Deposition by doc confirms cause of death
In a rare case - in which the Supreme Court's intervention led to the conviction of a man in the brutal murder of his wife - the deposition by a doctor was what confirmed the reason for death. Sumit Saxena reports. The good doctorUpdated: Jul 08, 2011 01:52 IST
In a rare case - in which the Supreme Court's intervention led to the conviction of a man in the brutal murder of his wife - the deposition by a doctor was what confirmed the reason for death.
The medico said the woman was "strangulated to death." Initially, the accused was booked in a dowry death case, instead of on murder charges.
Earlier, the Delhi high court (HC) and a trial court had turned a blind eye to the scientific evidence in a supplementary chargesheet, which established that the woman had been murdered.
However, after the doctor's deposition, both courts disagreed (with the earlier conclusion), converting a dowry death case into a murder case.
In his deposition, Komal Singh of Deen Dayal Upadhyay (DDU) Hospital said, "The findings ruled out the possibility of suicidal hanging and for me, it appeared to be a case of garroting - resulting in strangulation and ultimately death."

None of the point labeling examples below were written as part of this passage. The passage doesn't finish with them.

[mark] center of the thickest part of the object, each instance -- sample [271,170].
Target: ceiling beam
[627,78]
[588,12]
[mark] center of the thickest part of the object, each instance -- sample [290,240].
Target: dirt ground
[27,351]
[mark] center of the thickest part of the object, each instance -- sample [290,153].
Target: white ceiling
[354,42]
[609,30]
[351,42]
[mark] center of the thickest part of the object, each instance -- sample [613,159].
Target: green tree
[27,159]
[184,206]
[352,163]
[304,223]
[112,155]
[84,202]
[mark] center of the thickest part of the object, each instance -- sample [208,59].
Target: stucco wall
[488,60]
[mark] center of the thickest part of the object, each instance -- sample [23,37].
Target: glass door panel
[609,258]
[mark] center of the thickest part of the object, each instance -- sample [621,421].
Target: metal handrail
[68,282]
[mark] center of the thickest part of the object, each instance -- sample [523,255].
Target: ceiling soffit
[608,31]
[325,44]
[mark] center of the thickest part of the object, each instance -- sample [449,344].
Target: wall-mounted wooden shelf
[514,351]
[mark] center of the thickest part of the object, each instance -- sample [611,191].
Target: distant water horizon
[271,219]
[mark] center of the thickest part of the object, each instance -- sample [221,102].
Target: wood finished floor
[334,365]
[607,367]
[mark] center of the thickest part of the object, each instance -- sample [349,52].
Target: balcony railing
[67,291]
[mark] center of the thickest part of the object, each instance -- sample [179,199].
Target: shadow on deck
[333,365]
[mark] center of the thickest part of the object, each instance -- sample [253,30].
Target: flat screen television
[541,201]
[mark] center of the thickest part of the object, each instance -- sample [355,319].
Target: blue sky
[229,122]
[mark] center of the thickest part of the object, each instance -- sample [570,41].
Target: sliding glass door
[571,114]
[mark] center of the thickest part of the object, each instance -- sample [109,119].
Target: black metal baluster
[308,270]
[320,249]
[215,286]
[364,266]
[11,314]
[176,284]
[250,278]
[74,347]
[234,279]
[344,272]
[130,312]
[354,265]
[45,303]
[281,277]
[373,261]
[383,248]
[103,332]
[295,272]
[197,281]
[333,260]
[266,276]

He told the court, "It appears to me to be a case of strangulation from the front."
According to the prosecution, Divya Saundal, 28, was found dead under mysterious circumstances at her matrimonial house in Hind Apartments, Dwarka Sector-5, in March 2007.
Divya had married Sumit Saundal in January 2005.
Sakuntala Dagar, mother of the deceased, alleged that her daughter was tortured to death. She alleged that her husband would beat her and had also threatened to kill her.
She claimed Sumit started demanding dowry six months after their marriage.
Karan Singh, counsel for Sakuntala said, "The doctor's statement has clearly established (that) it's a murder."
The counsel added, "The police have recovered fresh scientific evidence and statements of witnesses, which would establish that Divya was murdered in cold blood."
Singh, in a petition to the apex court, contended that the trial court and the High Court quashed the supplementary chargesheet, stating that it will cause prejudice to the accused.
Police had registered a dowry death case and filed a supplementary chargesheet, including section 302 (murder), along with section 304 (dowry death) of the Indian Penal Code.